Based on too much experience, intermittent and/or unexplained failure to start on a five-year-old-plus laptop with no HDD/SSD is almost always either bad RAM, a dirty RAM socket or a failed CMOS battery.

I'm not sure I've ever encountered residual static in a non-laundry situation.
 
Based on too much experience, intermittent and/or unexplained failure to start on a five-year-old-plus laptop with no HDD/SSD is almost always either bad RAM, a dirty RAM socket or a failed CMOS battery.

I'm not sure I've ever encountered residual static in a non-laundry situation.
Funny, because in my experience RAM failures usually generate some sort of code or show up in diagnostics, and systems with failed CMOS batteries boot to the BIOS to reenter the date and time, but I see at least 2-3 systems a month that respond to a power drain. It can be a real pain in the neck when the battery is not removable, but it's kind of surprising how often a dead system will spring to life after 30 seconds of holding the power button down with no power source attached. You might want to give it a try next time you have a dead system on your bench.
 
You might want to give it a try next time you have a dead system on your bench.

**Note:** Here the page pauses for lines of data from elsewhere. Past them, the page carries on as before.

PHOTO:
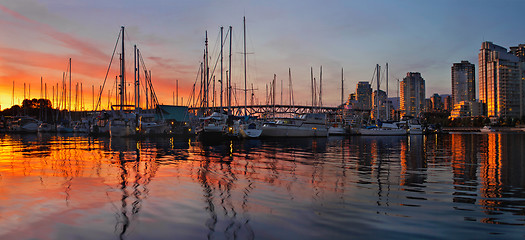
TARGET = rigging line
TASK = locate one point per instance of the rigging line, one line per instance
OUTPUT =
(218, 58)
(107, 72)
(153, 94)
(373, 75)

I'll certainly give it a try, but without understanding why this technique works or what it does (previous explanations notwithstanding) I'd worry that I'd end up in the same situation you're in: a computer that "magically" started working again but which you no longer trust and may not be able to charge your client for fixing as it might not have been fixed.
 
I'll certainly give it a try, but without understanding why this technique works or what it does (previous explanations notwithstanding) I'd worry that I'd end up in the same situation you're in: a computer that "magically" started working again but which you no longer trust and may not be able to charge your client for fixing as it might not have been fixed.

There are plenty of things we all know how to do that solve problems, without needing to understand the actual mechanics of the fix. I probably should not have glibly described the power drain as a "magical" fix - it's just my experience that it reliably provides at least a temporary solution to many non-booting computers. Like many other fixes we learn over the years, sometimes the problem is a one-off and something like a power drain will solve it forever, and sometimes the requirement to do a power drain is a symptom of a deeper issue which may or may not reveal itself or be easy to diagnose. However, I'm really surprised you have never come across the technique before, as it's listed as a troubleshooting step at every computer manufacturer's website.

https://www.techsupportall.com/how-to-power-drain-the-laptop-desktop-clear-static-charge/
https://support.lenovo.com/us/en/troubleshoot/lpt000352
https://support.hp.com/us-en/docume...the battery and power,to turn on the computer.
https://www.dell.com/support/articl...does-not-turn-on-or-boot-into-windows?lang=en
https://support.apple.com/en-us/HT201295
 
I've had this work a few times. I also try to make sure the machine is grounded to earth. Grounding to the case, which what happens when you push the plug when the case is not grounded, doesn't always work as well. For that I'll take a standard power cord and cut off the two spades on the male end. That way you'll use the building earth.